Alaska Air National Guard Lt. Col. James Hawkes, 176th CES commander, underscored the significant role the squadron’s civilian workforce played in getting the wing back into action.

“Our state employees are absolutely critical,” Hawkes said. “Without their efforts, the wing would cease to function with regards to infrastructure, federal-to-state reimbursement funding, snow and ice removal and emergency work order response for plumbing, power, HVAC and more.” 

After the dust settled from the earthquake, it was clear one of the most important projects would be repairing the hangar doors, a massive effort that would require $3.8 million, money that would have to be programmed and committed in a hurry, Romig said.

“I deal 100 percent with federal dollars,” he said, highlighting the fact he is a state employee. “In contrast to the Army side, all of the Air Guard buildings are federally owned. The only thing I can’t do is certify payments, but other than that, I do all of the same functions a federal employee can do.”

Leveraging his network stemming from decades of engineering experience, Romig said he knew to phone a particular agency at JBER – the U.S. Army Corps of Engineers Alaska District.

“They have engineering expertise, and they have contract capabilities we don’t have,” he said. “They have what’s called an indefinite delivery/indefinite quantity contract in place for emergencies like the earthquake.”

Once the money was in place and the contracts were signed, Romig’s team and a group of contractors went to work on the doors to get the hangars back into action.

“We had to have a welder cut off all of the carriages, jack up the doors, and put new carriages underneath,” he said. “We took the opportunity to install a bigger-diameter axle, so they won’t bend so easy in the future.”

Romig said his team took advantage of improved municipal codes brought up to date since the hangars were built to make the doors more modern and built to stand up against earthquakes and storms.

Hawkes said the state employees bring a depth of experience and expertise that is beneficial for the squadron and the wing.

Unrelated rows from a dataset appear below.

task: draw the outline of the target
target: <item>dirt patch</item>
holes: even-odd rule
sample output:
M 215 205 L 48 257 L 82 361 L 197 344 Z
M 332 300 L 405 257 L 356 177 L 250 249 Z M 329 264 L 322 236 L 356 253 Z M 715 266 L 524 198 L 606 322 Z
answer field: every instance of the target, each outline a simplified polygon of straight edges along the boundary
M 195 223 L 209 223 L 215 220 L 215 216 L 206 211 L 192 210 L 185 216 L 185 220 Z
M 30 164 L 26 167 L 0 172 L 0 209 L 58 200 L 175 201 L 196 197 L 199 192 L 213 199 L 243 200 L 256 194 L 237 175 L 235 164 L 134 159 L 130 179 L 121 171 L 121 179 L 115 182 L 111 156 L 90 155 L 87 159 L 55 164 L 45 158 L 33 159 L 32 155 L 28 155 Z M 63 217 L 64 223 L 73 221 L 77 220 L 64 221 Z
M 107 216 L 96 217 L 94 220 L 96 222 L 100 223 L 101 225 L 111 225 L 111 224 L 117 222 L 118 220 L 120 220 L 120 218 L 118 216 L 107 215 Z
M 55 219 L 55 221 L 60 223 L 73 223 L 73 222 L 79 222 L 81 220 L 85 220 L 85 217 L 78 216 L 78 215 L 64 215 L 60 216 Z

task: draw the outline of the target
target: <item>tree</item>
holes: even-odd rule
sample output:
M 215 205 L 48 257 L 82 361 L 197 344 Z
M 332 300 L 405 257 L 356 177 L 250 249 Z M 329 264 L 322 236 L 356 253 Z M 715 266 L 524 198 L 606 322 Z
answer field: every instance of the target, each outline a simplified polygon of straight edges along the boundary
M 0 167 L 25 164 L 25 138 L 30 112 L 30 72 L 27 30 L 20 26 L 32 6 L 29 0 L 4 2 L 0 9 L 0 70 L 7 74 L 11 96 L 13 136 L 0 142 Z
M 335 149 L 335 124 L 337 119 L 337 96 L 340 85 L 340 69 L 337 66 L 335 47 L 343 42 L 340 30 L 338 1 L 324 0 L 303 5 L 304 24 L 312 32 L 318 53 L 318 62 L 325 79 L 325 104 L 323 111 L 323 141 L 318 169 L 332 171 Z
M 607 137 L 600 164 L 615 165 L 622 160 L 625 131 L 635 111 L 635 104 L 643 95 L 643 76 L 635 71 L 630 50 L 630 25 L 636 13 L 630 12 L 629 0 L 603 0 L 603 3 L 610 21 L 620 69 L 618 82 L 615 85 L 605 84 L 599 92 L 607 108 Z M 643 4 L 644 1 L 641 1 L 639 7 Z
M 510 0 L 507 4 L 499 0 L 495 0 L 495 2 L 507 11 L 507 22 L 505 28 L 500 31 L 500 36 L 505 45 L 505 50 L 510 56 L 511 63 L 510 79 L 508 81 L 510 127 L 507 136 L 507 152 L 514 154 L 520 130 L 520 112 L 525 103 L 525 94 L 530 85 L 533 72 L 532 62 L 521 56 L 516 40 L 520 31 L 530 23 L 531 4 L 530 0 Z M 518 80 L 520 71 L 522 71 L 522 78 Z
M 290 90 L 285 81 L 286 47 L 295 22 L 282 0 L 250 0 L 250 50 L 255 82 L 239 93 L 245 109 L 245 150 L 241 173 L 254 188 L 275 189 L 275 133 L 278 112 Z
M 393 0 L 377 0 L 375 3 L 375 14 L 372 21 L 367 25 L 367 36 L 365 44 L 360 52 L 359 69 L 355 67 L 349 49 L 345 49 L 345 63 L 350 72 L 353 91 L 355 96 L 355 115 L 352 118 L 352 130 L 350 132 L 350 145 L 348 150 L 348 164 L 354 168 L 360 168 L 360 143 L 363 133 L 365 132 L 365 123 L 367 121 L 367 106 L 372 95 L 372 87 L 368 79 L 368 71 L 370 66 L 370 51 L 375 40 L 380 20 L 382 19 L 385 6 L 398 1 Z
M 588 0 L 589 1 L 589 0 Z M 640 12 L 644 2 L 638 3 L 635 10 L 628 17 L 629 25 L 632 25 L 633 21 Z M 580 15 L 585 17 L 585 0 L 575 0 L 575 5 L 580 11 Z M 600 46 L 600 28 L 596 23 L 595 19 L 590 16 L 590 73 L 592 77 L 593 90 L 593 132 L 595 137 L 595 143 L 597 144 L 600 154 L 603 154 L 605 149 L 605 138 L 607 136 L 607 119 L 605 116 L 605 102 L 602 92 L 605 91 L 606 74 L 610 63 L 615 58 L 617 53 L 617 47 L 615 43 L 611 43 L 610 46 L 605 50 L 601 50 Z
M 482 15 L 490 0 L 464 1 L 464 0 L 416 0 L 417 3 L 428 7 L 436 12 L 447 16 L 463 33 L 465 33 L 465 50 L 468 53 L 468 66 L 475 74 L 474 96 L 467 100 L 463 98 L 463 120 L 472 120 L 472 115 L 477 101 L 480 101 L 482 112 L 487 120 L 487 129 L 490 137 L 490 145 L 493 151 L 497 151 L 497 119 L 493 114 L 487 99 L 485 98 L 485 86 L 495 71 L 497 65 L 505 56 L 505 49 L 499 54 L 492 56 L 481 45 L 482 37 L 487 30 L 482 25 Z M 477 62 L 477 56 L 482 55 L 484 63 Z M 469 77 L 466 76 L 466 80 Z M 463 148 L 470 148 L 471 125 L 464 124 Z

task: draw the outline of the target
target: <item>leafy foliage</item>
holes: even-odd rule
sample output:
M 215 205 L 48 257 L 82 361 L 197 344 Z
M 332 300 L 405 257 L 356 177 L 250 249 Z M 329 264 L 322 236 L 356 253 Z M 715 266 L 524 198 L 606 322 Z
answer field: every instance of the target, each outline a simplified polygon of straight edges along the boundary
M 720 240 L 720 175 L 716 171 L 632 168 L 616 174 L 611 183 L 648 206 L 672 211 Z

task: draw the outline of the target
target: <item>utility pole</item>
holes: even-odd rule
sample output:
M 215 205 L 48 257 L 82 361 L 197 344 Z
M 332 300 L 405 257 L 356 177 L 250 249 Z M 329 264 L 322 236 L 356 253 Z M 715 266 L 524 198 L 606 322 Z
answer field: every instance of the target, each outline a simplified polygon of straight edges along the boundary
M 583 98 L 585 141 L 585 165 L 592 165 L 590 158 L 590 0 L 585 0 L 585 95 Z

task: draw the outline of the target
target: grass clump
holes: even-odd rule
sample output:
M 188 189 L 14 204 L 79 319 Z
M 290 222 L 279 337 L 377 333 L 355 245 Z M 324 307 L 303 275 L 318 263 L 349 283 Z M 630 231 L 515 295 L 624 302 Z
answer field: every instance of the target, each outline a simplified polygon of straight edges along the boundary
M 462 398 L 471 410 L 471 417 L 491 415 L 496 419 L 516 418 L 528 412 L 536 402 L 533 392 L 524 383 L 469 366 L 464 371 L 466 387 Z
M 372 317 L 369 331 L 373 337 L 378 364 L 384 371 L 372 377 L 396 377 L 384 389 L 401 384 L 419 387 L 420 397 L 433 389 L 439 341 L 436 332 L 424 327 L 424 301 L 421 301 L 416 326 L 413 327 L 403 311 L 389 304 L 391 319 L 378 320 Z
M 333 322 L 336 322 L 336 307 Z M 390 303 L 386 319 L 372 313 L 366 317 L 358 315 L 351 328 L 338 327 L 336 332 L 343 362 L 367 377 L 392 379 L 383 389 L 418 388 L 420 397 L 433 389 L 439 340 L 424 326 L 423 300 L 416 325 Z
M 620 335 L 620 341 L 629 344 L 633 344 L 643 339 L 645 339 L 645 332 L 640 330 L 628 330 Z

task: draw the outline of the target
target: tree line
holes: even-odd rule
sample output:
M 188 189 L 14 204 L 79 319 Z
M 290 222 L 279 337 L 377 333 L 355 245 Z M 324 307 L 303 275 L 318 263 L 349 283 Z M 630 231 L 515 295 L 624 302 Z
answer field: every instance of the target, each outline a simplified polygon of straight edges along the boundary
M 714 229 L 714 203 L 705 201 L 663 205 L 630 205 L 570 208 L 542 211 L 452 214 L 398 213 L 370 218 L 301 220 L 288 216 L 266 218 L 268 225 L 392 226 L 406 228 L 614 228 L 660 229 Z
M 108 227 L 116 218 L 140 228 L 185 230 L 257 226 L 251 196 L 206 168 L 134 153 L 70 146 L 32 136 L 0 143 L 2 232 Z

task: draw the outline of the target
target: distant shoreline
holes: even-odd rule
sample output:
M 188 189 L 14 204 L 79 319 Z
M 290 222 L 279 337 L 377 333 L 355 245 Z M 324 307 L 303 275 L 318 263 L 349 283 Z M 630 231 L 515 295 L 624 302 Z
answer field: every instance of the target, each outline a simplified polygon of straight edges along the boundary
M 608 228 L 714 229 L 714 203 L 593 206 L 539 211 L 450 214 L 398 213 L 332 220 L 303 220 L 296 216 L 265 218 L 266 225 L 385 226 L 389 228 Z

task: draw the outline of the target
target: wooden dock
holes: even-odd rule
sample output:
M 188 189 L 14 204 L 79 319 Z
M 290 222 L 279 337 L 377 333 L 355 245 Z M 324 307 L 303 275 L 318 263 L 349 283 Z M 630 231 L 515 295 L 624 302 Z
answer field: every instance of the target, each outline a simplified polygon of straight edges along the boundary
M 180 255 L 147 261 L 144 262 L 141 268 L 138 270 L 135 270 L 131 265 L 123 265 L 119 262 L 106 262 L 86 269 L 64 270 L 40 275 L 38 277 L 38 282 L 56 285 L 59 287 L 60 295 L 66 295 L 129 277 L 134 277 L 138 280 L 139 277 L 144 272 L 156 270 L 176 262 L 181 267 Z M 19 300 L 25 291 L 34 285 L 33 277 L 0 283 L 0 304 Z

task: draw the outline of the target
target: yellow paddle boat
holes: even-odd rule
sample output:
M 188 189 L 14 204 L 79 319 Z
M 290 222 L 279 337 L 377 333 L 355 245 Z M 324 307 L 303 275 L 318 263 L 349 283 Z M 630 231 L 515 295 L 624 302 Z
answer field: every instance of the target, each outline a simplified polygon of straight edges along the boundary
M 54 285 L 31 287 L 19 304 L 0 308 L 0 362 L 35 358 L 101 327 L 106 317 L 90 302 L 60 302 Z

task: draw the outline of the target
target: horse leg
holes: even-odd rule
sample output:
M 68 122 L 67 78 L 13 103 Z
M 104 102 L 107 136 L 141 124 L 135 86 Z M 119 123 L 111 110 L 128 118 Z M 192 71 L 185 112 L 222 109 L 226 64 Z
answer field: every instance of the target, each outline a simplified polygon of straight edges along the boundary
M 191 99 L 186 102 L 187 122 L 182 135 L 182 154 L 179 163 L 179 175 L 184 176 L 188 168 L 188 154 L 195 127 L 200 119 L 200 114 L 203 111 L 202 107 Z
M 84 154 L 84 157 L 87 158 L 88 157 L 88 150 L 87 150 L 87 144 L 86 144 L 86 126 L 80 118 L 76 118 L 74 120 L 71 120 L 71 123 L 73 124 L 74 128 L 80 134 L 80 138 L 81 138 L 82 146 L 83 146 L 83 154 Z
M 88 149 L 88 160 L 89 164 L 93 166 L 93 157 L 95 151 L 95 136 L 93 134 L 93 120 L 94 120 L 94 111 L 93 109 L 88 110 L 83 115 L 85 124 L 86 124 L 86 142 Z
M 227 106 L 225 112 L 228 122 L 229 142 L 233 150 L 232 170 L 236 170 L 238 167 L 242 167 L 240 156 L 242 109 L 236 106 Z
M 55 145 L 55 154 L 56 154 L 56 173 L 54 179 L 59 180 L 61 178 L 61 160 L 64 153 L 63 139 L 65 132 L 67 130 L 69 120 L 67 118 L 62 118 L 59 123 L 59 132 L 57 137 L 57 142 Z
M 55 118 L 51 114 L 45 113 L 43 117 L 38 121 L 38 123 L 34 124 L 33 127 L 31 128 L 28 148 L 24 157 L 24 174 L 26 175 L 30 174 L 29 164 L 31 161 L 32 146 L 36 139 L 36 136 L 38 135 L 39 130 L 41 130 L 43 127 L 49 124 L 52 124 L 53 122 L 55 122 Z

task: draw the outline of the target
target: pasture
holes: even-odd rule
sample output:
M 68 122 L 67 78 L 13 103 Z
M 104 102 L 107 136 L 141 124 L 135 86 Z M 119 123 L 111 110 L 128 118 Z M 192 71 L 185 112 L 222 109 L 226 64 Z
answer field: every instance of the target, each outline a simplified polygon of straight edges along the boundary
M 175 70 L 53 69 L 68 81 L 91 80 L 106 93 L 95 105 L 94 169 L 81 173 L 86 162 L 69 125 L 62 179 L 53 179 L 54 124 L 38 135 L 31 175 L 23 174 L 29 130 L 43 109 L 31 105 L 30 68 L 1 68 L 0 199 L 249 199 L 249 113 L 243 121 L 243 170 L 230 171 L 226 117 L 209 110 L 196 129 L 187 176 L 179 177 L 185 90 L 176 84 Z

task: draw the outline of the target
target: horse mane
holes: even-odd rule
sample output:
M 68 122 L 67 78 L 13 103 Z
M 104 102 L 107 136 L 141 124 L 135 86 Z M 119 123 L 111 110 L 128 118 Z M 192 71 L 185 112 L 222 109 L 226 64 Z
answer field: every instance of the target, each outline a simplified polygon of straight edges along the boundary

“Many of our state employees are military veterans,” Hawkes said. “However, they now work in a civilian capacity and cannot be ordered to work in the same fashion a full-time military member needs to respond. Because of their dedication and patriotism, they do not allow the military mission to fail and respond at all hours of the day, 24/7, in all crises.”

Whether working with the Corps of Engineers, with federal contracting, or with the traditional weekend-drilling Guardsmen who fill the 176th CES military ranks, Romig said the x-factor that makes his civilian workforce and the squadron effective is teamwork and partnerships.

“The cooperative spirit is what makes this unit one of the best I have ever seen,” he said.